Palmer y Tyrrell disfrutaron de sus pequeños éxitos, los últimos de su historia y la F1 retornó a la normalidad, una única categoría y sólo un piloto y equipo campeón.Como muestra de que los atmosféricos lo hicieron mejor de lo esperado, hay que señalar que salvo Coloni con el FC187, todos lograron puntuar “de verdad” en al menos una ocasión, destacando los cuarto y quinto lugares de los Tyrrell en Alemania, en un GP plagado de abandonos. Tyrrell, de hecho, acabó en una más que honrosa sexta posición del mundial con once puntos superando a equipos con motor turbo, como Brabham y Ligier.

Destacar que ese año se modificó un poco la normativa para dar más oportunidad a los coches con motores atmosféricos que pasaron de 3000 cc a 3500, el peso mínimo bajó de 540 Kg a 500 sin limitación de carburante, a diferencia de los turbo, que aparte de seguir pesando lo mismo que antes (540 Kg), sólo disponían de 195 litros para cubrir la distancia para motores de 900 CV. El tipo de motor era con pistones alternativos de 4 tiempos, de no más de 12 cilindros e ilimitado en las RPM. Todos los participantes de ese trofeo montaban el mismo motor, el Ford Cosworth DFZ, evolución del mítico DFV que rendía 580 CV.

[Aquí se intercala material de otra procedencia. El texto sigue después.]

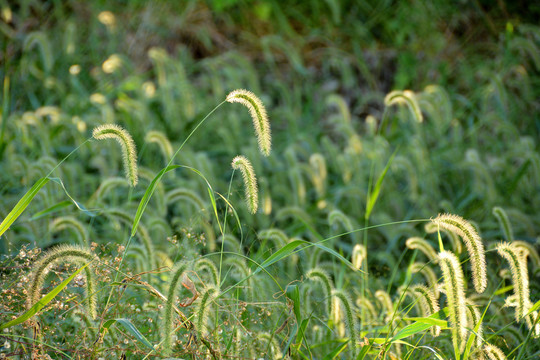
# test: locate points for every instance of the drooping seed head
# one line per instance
(258, 115)
(473, 242)
(408, 97)
(250, 181)
(129, 152)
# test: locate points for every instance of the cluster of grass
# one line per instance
(146, 215)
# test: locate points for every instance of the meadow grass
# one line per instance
(328, 253)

Un bonito recuerdo estos títulos para Palmer y Tyrrell. Algunos dirán que ganaron los trofeos sin oposición y que uno es más o menos bueno en relación a la competencia a la que se enfrenta, pero a Tyrrell no se le regaló nada y se permitió el lujo de superar en carrera a coches mucho más potentes. Y eso no se consigue de casualidad. Hicieron un brillante trabajo con los medios que disponían.Esta es la historia de estos campeonatos dentro de los otros campeonatos, algo inédito en F1 y que solo ocurrió ese año.